Я подал ему идею, как еще пару тысяч сгрести в свой карман. Но так всё это и повисло в воздухе. Потому что надо было собирать подписи. Никто не хотел. Всем плевать на детишек. На свою жизнь тем более, а на чьих-то детишек – пусть давят! Председатель стучался в двери, звонил. Люди прятались, старухи заворачивались в шали, скрипели, дергались, косились, отворачивались от него к своим килькам-кошкам. «Что за зеркало?.. Кому оно нужно?» – ругался старый офицер связи Кирюхин, алкоголик в шерстяных носках, мешок с дерьмом в обвислых кальсонах, – в самом конце коридора он устроил курилку, дымил там и ругался; мать боялась его, как черта, он к ней цеплялся, подбивал клинья, тут приехал я, поставил черта лысого на место, он искал повод для скандала, потому что ему в долг не давали (тоже мне русские, – кривил он морду, – одни жиды кругом! тьфу! – заплевал весь коридор), и тут – зеркало!

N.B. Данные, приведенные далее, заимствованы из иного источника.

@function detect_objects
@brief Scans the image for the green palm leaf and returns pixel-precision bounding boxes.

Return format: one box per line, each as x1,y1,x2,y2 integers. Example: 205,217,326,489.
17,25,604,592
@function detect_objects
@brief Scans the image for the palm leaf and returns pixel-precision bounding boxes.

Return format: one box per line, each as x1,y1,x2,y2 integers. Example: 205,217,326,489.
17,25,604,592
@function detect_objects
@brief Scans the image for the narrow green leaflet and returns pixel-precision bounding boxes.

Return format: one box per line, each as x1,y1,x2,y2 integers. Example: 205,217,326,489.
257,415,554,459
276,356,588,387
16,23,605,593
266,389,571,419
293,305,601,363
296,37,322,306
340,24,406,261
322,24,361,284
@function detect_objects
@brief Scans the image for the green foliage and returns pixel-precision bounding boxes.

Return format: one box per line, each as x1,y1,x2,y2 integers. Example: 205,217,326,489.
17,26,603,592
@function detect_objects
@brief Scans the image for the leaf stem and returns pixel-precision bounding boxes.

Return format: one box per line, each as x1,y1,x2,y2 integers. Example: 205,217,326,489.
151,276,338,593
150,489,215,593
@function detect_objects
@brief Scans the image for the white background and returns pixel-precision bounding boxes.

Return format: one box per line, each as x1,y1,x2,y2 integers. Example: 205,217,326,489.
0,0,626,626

Мать вцепилась мне в шарф, шипела:

– Зачем ты это затеял?..

Я отрывал ее руки от себя, как репей:

– Это же всего лишь дорожное зеркало… мама, ру-ки… ма-ма!

Если бы повесили зеркало, мне бы спалось спокойнее; а если бы повесили на оба угла, я бы мог и не заходить в ее комнату… столько барахла, ступить некуда, пока до окна доберешься, столько всего растопчешь, пузырьки, склянки, елочные игрушки… Зато такое успокоение: выглянул – мертвый двор, убранный снегом, яркий фонарь у соседнего дома, все тропинки, как линии судьбы на ладони, ясно просматривается каждый след. Как хорошо, что мы в угловой квартире! Мать рассказывала, что в угловую угодили потому, что сосед напротив первым въехал (в 1955 году), находчиво поменял номера на дверях, чтобы не вселяться в угловую – холод собачий – не натопишь. А мне плевать… и матери тоже: мы и не топим почти! Зато отсюда я дальше вижу; если б еще зеркало повесили, я бы никуда не выходил вообще. Мне оно даже снится: большое, выпуклое, как огромный сюрреалистический глаз, – я высовываюсь из окошка, смотрю в него и вижу совсем другой мир, вижу горы, быструю речку, каскад… это Норвегия, мне часто снится Норвегия…

* * *

Нам дали такую грязную, такую маленькую, такую темную комнатку, что я моментально впал в депрессию; даже не в свою, а в депрессию пакистанца, который проживал в этой комнатке до нас. Это была депрессия ленивого толстого человека. Он был так ленив, что то была и не депрессия даже, а просто нежелание двигаться. Собрать свое барахло и переехать по коридору двумя дверями дальше для него было почти непосильным трудом. Он выбирался, как железнодорожный состав: пять баулов, три спортивные дерматиновые сумки, восемнадцать пластиковых пакетов: пустые бутылки, банки, шмотки, тряпье и залежи дешевой муки из COOP’а… Потом и у нас эта мука была; COOP – ближайший магазинчик, где, как на складе, можно было купить что-нибудь в огромном количестве по очень низкой цене, например, пива крепостью 3,5 % или муки с картошкой. Все покупали муку, весь Крокен был в муке. Сначала думал – пыль от ремонтных работ, меловая крошка. А когда сам стал ходить за ней в COOP, понял: мука.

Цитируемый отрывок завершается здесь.